Д.Д. А я говорил тебе, она никогда не будет идеальной. Просто ухватись за то, что есть, а потом уж подберешь что-то более подходящее. Но наверное, начать нужно с одной из тех ешивот, куда ходят начинающие. Конечно, это требует немалых усилий. И мы уже обсуждали это: вполне вероятно, что твои соученики тоже не будут идеальными.
Ю.Л. Нет, я хотел бы учиться, как сейчас, — шаг за шагом. Вы сами сказали, что нужно идти по такому пути.
Д.Д. Верно, но нужно это сделать, необходимо начать.

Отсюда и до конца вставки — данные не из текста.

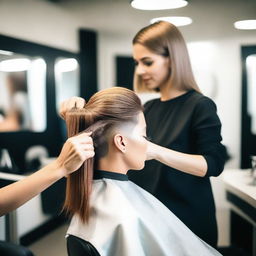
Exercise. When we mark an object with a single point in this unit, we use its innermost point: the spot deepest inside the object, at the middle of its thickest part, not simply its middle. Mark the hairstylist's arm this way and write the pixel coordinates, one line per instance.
(74, 152)
(192, 164)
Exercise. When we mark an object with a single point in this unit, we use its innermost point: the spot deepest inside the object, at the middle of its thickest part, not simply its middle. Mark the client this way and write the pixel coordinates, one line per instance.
(110, 212)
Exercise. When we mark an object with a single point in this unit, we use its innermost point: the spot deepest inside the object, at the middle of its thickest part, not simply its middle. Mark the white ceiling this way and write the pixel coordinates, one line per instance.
(211, 18)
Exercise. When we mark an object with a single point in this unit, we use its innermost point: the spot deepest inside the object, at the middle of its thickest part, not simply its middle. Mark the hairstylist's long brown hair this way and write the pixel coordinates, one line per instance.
(165, 39)
(105, 110)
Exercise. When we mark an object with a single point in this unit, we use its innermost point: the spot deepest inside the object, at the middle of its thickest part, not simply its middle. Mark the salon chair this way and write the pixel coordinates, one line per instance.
(9, 249)
(79, 247)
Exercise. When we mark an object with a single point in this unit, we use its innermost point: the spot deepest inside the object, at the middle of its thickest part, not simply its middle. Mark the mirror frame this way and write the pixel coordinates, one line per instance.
(18, 142)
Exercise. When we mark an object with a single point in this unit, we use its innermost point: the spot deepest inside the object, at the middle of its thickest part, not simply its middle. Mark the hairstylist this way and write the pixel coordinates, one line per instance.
(74, 152)
(184, 128)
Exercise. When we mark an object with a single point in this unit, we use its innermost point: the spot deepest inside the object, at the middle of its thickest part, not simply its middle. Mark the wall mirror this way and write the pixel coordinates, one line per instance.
(251, 89)
(248, 131)
(67, 81)
(23, 92)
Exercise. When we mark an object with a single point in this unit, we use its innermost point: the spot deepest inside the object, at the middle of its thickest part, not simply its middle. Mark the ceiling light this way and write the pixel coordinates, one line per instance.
(177, 21)
(66, 65)
(245, 24)
(15, 65)
(158, 4)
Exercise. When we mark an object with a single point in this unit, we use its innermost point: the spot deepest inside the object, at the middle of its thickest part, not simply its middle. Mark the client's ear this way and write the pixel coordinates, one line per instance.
(120, 142)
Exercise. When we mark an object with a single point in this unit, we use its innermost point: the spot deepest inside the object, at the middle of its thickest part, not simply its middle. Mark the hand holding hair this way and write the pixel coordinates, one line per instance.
(75, 151)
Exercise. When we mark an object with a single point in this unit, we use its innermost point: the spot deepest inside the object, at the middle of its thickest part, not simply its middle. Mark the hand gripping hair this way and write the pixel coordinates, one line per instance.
(105, 110)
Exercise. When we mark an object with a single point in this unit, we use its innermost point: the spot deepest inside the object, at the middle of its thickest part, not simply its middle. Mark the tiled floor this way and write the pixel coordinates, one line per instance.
(53, 244)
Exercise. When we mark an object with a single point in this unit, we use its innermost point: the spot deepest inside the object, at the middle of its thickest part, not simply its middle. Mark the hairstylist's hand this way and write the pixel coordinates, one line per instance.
(75, 151)
(74, 102)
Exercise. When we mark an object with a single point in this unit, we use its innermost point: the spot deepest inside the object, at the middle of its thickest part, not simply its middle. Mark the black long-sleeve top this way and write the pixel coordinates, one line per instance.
(188, 124)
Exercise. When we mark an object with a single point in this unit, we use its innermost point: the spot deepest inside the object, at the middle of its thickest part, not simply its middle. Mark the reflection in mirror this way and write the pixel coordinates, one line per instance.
(22, 92)
(67, 79)
(251, 90)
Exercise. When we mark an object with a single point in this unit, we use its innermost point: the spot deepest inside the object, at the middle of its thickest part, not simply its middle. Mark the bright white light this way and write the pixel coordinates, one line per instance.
(36, 81)
(245, 24)
(177, 21)
(6, 52)
(66, 65)
(158, 4)
(251, 89)
(15, 65)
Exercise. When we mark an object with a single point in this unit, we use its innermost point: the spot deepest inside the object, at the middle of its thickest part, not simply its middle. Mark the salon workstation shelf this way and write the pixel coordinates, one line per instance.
(241, 194)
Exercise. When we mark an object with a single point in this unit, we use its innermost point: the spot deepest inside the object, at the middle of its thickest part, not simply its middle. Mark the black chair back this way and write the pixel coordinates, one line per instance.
(9, 249)
(79, 247)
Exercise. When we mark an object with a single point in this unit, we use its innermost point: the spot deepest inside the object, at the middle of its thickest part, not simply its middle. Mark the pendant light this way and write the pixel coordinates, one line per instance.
(158, 4)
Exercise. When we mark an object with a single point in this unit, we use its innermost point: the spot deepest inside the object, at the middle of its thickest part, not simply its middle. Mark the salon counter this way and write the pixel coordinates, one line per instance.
(238, 184)
(241, 195)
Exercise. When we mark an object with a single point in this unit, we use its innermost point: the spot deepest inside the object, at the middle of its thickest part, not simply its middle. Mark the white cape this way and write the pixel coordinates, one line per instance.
(128, 221)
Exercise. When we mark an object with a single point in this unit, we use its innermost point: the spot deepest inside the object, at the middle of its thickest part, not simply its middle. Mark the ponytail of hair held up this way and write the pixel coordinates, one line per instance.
(105, 110)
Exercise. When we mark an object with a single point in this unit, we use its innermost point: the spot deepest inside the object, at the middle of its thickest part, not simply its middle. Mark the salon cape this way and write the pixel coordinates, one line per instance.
(126, 220)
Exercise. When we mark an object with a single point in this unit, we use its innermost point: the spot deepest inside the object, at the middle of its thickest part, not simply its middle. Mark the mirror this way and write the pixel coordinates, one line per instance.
(66, 79)
(251, 87)
(23, 93)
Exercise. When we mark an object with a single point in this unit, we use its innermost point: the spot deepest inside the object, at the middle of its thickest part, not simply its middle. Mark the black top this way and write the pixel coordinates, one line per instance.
(100, 174)
(188, 124)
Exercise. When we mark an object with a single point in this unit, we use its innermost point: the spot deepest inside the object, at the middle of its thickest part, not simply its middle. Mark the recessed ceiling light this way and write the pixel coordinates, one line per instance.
(245, 24)
(177, 21)
(15, 65)
(66, 65)
(158, 4)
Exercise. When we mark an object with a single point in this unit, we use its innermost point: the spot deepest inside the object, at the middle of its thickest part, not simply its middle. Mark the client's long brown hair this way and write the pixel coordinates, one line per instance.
(105, 109)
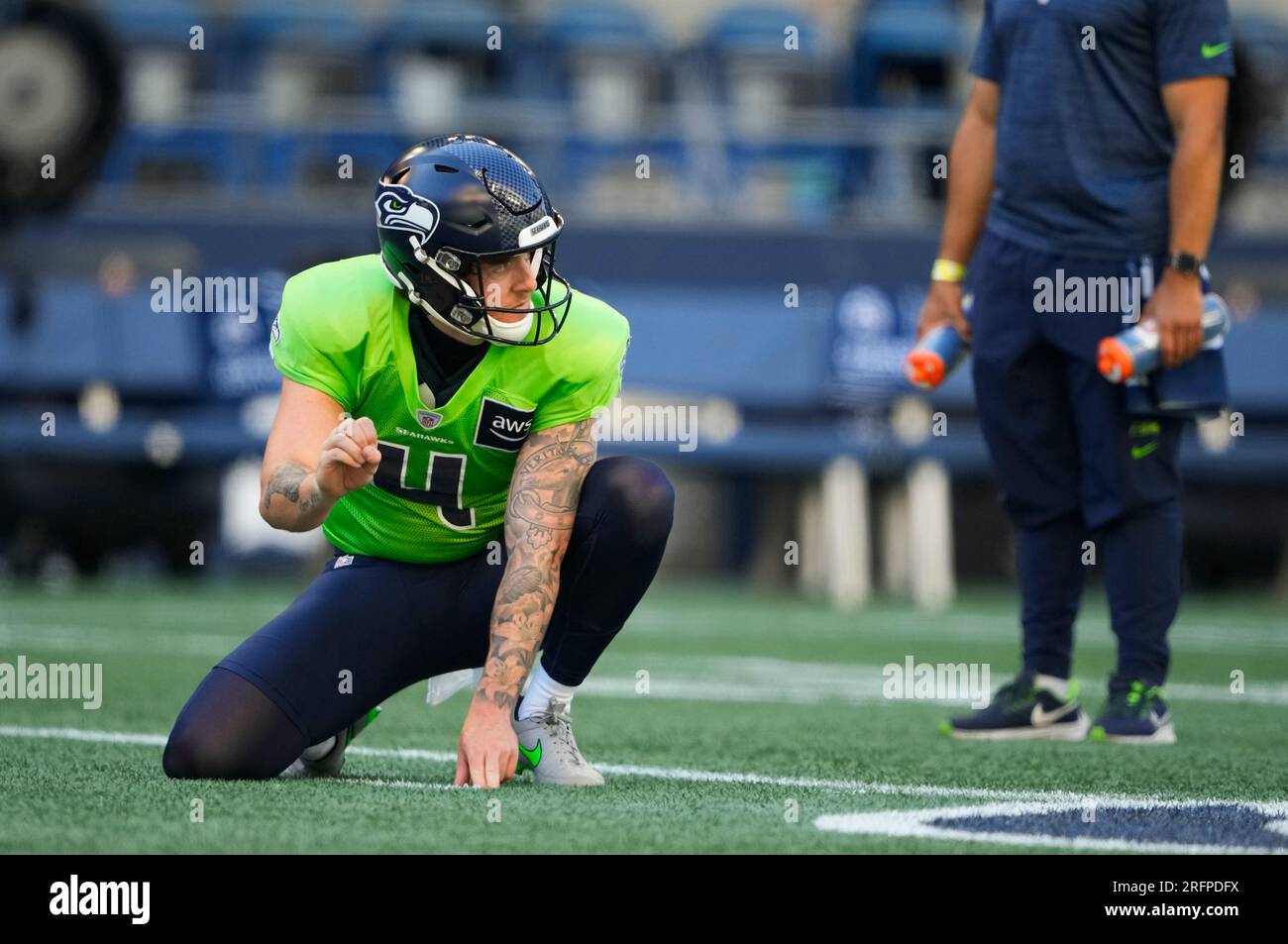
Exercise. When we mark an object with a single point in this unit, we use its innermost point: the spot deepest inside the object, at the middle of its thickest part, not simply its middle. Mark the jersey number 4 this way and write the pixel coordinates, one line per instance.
(443, 478)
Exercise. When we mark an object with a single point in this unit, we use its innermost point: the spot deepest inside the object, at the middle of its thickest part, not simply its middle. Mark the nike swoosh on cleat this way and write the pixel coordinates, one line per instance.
(532, 756)
(1041, 717)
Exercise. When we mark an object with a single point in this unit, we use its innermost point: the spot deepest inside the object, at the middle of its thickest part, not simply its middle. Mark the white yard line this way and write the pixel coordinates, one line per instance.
(668, 773)
(912, 823)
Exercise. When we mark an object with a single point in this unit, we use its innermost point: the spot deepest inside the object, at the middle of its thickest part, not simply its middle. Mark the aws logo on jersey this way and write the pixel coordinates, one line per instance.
(502, 426)
(399, 207)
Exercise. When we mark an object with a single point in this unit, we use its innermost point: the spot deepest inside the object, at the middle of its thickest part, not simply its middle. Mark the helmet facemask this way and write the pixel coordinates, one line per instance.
(443, 288)
(438, 278)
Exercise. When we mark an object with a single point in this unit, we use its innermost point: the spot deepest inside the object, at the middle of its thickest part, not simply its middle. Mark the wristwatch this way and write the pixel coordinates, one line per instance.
(1185, 262)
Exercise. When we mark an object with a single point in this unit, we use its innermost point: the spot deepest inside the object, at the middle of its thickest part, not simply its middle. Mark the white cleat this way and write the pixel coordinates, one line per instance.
(548, 749)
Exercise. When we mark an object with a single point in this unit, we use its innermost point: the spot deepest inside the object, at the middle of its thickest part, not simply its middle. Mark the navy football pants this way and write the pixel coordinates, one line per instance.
(386, 625)
(1073, 465)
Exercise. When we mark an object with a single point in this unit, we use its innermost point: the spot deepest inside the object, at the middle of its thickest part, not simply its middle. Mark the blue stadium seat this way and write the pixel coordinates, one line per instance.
(214, 153)
(769, 356)
(758, 29)
(81, 335)
(146, 21)
(919, 34)
(599, 26)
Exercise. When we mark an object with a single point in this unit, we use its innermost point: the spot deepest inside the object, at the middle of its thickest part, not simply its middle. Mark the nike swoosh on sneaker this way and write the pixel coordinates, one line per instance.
(1039, 717)
(532, 756)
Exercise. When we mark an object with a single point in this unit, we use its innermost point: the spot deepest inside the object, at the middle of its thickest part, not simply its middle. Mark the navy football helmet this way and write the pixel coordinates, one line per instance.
(449, 204)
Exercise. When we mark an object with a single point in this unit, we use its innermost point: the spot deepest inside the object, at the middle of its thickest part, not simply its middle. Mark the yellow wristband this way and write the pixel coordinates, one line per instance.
(947, 270)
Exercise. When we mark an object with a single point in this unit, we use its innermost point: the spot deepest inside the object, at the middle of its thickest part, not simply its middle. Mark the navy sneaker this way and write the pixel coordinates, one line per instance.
(1019, 711)
(1134, 715)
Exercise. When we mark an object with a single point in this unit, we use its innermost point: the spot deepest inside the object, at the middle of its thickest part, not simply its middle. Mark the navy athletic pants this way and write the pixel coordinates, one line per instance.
(1072, 464)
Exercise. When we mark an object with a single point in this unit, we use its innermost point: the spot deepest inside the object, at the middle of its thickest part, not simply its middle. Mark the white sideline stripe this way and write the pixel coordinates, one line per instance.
(918, 824)
(688, 775)
(738, 679)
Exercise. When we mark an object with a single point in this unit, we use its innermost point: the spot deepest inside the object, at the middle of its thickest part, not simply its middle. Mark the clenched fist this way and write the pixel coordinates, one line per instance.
(349, 458)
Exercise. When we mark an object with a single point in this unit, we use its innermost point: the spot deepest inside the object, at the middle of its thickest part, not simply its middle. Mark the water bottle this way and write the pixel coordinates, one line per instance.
(930, 362)
(1134, 351)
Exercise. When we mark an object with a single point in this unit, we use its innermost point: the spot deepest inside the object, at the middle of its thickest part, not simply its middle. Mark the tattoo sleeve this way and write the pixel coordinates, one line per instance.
(286, 480)
(539, 519)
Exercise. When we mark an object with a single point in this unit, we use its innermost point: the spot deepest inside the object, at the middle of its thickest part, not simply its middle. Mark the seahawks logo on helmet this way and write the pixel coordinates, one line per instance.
(398, 207)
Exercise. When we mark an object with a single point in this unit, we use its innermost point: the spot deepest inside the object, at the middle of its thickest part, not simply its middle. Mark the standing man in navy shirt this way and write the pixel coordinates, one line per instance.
(1091, 147)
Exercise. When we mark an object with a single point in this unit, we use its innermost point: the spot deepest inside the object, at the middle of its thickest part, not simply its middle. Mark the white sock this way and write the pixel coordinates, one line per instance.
(320, 750)
(1056, 686)
(540, 693)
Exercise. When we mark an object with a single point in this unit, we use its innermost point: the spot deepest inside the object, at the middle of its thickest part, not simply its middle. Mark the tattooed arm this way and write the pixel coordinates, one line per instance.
(309, 462)
(539, 519)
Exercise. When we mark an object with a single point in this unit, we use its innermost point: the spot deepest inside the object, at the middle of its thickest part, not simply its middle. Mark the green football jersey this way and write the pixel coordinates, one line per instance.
(445, 472)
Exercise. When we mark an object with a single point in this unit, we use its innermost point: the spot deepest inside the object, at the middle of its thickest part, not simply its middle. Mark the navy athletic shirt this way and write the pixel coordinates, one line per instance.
(1083, 142)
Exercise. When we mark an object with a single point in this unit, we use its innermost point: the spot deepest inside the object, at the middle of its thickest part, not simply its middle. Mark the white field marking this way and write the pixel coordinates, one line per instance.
(155, 634)
(768, 681)
(692, 776)
(748, 681)
(1093, 631)
(919, 824)
(395, 785)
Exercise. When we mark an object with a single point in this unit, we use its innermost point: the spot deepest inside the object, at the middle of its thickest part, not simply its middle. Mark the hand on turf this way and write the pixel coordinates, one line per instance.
(943, 305)
(487, 752)
(1177, 307)
(349, 458)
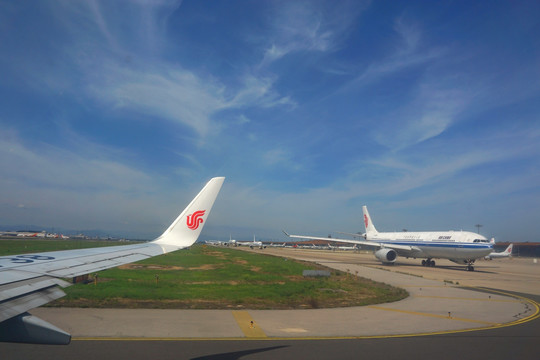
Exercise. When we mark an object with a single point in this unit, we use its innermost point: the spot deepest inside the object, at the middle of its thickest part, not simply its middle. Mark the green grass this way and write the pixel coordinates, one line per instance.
(204, 277)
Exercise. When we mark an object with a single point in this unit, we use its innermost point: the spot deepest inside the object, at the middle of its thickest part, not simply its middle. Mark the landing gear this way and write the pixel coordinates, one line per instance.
(428, 262)
(470, 266)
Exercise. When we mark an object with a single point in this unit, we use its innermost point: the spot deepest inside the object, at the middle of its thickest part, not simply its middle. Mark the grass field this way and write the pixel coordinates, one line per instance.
(207, 277)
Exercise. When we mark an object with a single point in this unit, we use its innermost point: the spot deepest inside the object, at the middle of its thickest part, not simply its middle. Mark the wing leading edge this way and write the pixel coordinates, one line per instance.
(31, 280)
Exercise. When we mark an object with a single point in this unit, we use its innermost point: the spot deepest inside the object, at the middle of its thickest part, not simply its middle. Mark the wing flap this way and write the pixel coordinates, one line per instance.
(24, 295)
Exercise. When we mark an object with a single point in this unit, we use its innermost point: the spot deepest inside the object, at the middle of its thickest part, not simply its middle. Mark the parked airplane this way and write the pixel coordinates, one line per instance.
(506, 253)
(252, 244)
(31, 280)
(461, 247)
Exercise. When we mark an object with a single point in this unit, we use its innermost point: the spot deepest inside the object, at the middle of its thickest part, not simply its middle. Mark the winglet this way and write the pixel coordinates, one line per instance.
(185, 230)
(370, 228)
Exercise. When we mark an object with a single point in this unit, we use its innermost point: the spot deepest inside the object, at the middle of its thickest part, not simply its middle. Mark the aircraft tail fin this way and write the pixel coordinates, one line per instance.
(370, 228)
(185, 230)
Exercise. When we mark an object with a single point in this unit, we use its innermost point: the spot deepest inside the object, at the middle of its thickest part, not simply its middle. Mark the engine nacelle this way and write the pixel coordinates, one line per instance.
(387, 256)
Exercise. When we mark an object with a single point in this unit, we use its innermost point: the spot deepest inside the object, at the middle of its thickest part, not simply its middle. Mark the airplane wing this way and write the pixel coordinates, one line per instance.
(375, 244)
(31, 280)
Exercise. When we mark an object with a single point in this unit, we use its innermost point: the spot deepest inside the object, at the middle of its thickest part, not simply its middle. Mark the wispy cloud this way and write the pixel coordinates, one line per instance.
(308, 26)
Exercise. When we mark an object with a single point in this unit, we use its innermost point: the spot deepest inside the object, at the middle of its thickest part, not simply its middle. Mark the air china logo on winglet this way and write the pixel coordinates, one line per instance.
(194, 220)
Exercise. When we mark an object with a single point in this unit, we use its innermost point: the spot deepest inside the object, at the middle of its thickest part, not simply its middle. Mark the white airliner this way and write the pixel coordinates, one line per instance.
(506, 253)
(31, 280)
(252, 244)
(461, 247)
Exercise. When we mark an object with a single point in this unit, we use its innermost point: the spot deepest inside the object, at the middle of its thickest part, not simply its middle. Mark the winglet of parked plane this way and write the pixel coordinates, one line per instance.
(370, 228)
(185, 230)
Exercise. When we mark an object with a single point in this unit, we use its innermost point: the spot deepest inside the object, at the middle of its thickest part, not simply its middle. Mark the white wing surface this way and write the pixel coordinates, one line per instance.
(31, 280)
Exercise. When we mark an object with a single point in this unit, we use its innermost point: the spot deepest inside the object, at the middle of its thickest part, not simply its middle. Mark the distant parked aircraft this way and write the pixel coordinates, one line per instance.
(461, 247)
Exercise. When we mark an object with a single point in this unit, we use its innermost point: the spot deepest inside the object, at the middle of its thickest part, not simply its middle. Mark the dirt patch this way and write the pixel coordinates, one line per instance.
(149, 267)
(206, 267)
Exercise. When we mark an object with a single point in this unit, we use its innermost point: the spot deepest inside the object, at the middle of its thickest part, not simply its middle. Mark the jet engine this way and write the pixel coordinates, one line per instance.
(387, 256)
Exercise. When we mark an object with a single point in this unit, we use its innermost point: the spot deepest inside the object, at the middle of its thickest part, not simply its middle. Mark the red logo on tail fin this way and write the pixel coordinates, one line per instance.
(194, 220)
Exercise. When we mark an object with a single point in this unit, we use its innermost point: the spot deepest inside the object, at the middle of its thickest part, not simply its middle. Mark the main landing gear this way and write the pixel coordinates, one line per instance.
(428, 262)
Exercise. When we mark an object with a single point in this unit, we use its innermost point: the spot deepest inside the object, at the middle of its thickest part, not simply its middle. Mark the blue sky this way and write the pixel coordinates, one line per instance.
(113, 114)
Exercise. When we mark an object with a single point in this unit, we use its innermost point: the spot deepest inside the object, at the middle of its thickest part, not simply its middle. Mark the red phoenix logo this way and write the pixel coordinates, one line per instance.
(194, 220)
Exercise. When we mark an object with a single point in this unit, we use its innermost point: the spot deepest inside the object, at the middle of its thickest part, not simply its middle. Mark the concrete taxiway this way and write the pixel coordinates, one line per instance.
(437, 304)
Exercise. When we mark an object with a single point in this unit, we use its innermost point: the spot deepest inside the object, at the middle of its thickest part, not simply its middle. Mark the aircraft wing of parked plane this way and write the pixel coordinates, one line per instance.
(506, 253)
(461, 247)
(31, 280)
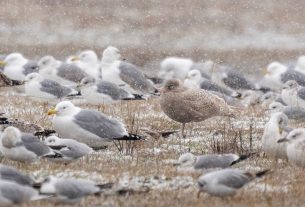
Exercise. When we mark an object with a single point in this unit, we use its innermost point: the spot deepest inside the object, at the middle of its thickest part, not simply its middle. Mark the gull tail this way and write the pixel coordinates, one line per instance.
(242, 157)
(130, 137)
(135, 97)
(262, 173)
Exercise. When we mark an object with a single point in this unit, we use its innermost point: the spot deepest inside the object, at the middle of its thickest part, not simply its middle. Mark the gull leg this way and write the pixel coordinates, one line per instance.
(182, 130)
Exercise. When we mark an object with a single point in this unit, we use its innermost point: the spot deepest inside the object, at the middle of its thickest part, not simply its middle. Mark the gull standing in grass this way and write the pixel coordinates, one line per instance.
(293, 94)
(275, 129)
(38, 86)
(87, 126)
(16, 67)
(63, 73)
(226, 182)
(69, 190)
(88, 62)
(295, 147)
(277, 74)
(124, 74)
(186, 105)
(104, 92)
(295, 113)
(70, 149)
(189, 160)
(22, 147)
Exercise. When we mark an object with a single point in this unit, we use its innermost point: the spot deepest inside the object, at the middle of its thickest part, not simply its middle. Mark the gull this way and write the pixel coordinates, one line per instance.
(70, 190)
(226, 182)
(250, 97)
(16, 67)
(104, 92)
(124, 74)
(300, 66)
(22, 147)
(277, 74)
(275, 129)
(63, 73)
(87, 126)
(295, 147)
(194, 79)
(296, 113)
(191, 105)
(88, 62)
(266, 99)
(70, 149)
(189, 160)
(175, 67)
(38, 86)
(293, 94)
(12, 193)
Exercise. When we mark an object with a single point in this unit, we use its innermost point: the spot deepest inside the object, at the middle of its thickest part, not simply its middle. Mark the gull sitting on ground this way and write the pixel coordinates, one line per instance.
(226, 182)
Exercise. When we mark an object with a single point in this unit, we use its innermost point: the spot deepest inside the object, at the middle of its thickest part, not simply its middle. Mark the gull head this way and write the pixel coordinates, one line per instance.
(88, 56)
(64, 108)
(291, 84)
(14, 59)
(294, 135)
(301, 62)
(111, 54)
(194, 75)
(10, 137)
(172, 85)
(87, 82)
(186, 160)
(33, 77)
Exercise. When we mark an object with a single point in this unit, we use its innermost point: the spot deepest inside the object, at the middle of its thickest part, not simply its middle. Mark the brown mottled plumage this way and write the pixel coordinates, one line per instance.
(186, 105)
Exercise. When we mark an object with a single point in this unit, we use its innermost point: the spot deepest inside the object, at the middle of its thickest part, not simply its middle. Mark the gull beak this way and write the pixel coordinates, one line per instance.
(282, 140)
(3, 63)
(176, 164)
(52, 112)
(75, 58)
(265, 71)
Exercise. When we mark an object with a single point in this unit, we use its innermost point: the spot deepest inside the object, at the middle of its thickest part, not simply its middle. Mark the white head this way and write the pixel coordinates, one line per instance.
(15, 59)
(111, 54)
(48, 185)
(276, 68)
(279, 119)
(290, 85)
(33, 77)
(52, 140)
(187, 160)
(301, 62)
(64, 108)
(194, 75)
(88, 56)
(10, 137)
(276, 107)
(47, 61)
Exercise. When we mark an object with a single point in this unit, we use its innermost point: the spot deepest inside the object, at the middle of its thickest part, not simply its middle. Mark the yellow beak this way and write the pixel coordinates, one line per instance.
(52, 112)
(75, 58)
(2, 63)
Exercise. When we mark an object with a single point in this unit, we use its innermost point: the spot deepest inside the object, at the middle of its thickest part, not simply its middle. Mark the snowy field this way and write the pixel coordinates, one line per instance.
(245, 34)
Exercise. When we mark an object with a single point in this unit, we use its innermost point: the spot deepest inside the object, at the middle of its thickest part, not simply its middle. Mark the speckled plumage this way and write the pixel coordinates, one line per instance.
(191, 105)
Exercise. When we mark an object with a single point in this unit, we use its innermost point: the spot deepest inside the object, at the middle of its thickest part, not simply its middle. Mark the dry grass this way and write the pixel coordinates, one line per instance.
(284, 186)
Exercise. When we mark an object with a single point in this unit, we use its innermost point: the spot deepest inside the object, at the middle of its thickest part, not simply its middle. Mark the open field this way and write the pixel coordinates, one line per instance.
(149, 170)
(246, 34)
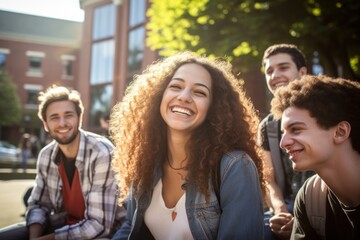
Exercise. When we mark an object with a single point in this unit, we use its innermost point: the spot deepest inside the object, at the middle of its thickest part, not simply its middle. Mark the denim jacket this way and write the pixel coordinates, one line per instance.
(238, 216)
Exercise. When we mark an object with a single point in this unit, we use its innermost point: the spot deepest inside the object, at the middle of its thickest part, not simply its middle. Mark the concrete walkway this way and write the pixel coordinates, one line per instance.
(11, 200)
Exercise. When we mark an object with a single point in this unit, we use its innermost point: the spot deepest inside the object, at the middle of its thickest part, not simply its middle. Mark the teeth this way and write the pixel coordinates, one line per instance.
(181, 110)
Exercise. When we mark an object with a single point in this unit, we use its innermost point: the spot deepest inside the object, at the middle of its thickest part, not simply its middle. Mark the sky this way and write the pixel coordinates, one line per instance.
(61, 9)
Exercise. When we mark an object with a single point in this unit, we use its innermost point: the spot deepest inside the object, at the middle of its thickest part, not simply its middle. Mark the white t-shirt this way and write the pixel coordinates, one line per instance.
(167, 223)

Ю.Л. Да ведь я начал, по крайней мере, мысленно. На самом деле я много об этом думаю… Вы ведь знаете, что меня интересует — поэзия. Я люблю читать стихи, что не очень обычно в наши дни, сам пишу стихи и о стихах. Ведь для меня поэзия — целый мир, который кажется мне таким открытым! Но мне интересен и иудаизм — его я тоже представляю себе как большую открытую традицию. Наверное, это звучит несколько претенциозно, но позвольте мне провести сравнение, как когда-то провели вы, — между иудаизмом и созданием стихов. Если говорить о том, что между ними общего, я бы, вероятно, рассуждал иначе. Прежде всего, в поэзии меня поражает то, что ее никто не изобретает. Я вот о чем: есть некий труд, написание стихов, и этот труд имеет свои собственные традиции и правила. Огромное, немыслимое количество стихов уже написано. И, начиная писать, ты просто подхватываешь идею, изобретенную не тобой, и пытаешься сделать ее своей, стать ее частью — в том смысле, что отдаешься уже существующей традиции. Сначала ты этого даже не осознаешь: тебе интересно делать только то, что исходит от тебя самого. Но скоро ты понимаешь, что делать это можно, только глубже разобравшись в поэтическом наследии и черпая из него, — и это единственный путь, поскольку ты не изобрел поэзию. Ты читаешь стихи и видишь, что сделали другие, даже в техническом смысле — в том, что касается строфики, ритмики, метра. Понимаете, что я имею в виду? И это одна из вещей, которая привлекает меня в иудаизме, — по крайней мере, здесь есть что-то общее в отношении к традиции и новациям.
Д.Д. Да, Йеуда[1]…
Ю.Л. И еще одно, что есть в поэзии, — это именно потребность в структуре. Ведь поэтам она тоже необходима: да, существует абсолютная свобода, ты волен говорить все, что угодно, но, с другой стороны, потому-то тебе и нужны какая-то структура, каркас, из которых ты исходишь. Понимаете? И есть что-то еще более важное — надеюсь, вы не сочтете эту аналогию оскорбительной. В прошлый раз вы спрашивали меня о вдохновении. Дело в том, что и у вдохновения есть традиция. Если обратиться к Гомеру или Вергилию, то они всегда «взывали к Музе»: начиная стихотворение, поэт просит Музу вдохновить его. Может быть, это и чистая условность — по крайней мере, в некоторых текстах такого рода. Но для многих поэтов за этой условностью, несомненно, существует реальность, выступающая у них на передний план. Многие поэты-классики действительно воображали — «знали», как они сказали бы, — что некто извне, некая подлинная Муза даровала им их стихи. Даже Платон, человек рационального склада, утверждал, что разум поэта «захвачен» вдохновляющим божеством и используется для создания стихов. Сказать такое для Платона — дорогого стоит. И это касается не только Древней Греции и Рима. Многие последующие поэты — Возрождения, XVII века, романтики — говорили о том же самом, вплоть до сегодняшнего дня.
Д.Д. Я не совсем понимаю, куда ты клонишь.
Ю.Л. А вот куда: сегодня психиатры рассуждают о «проекциях», «командных фантазиях» и прочих иллюзиях; иногда они даже оказываются правы. Но дело в том, что у многих поэтов, а может быть, и у всех именно так рождаются стихи. Понимаете, о чем я? За внешней формой стоит реальность, и самый лучший, вернейший способ описать ее — это прибегнуть к прежним понятиям, а не выискивать бесконечно, что у поэта «внутри» головы и что «вне». Потому что если поэт предается старому образу мышления, то он в известном смысле свободен. Ведь он знает точно или хотя бы допускает: то, что он собирается написать, — это не его или необязательно только его рук дело! Ясно? Все эти годы трудилась «муза» — и посмотрите, каким чудесным стихам она дала жизнь!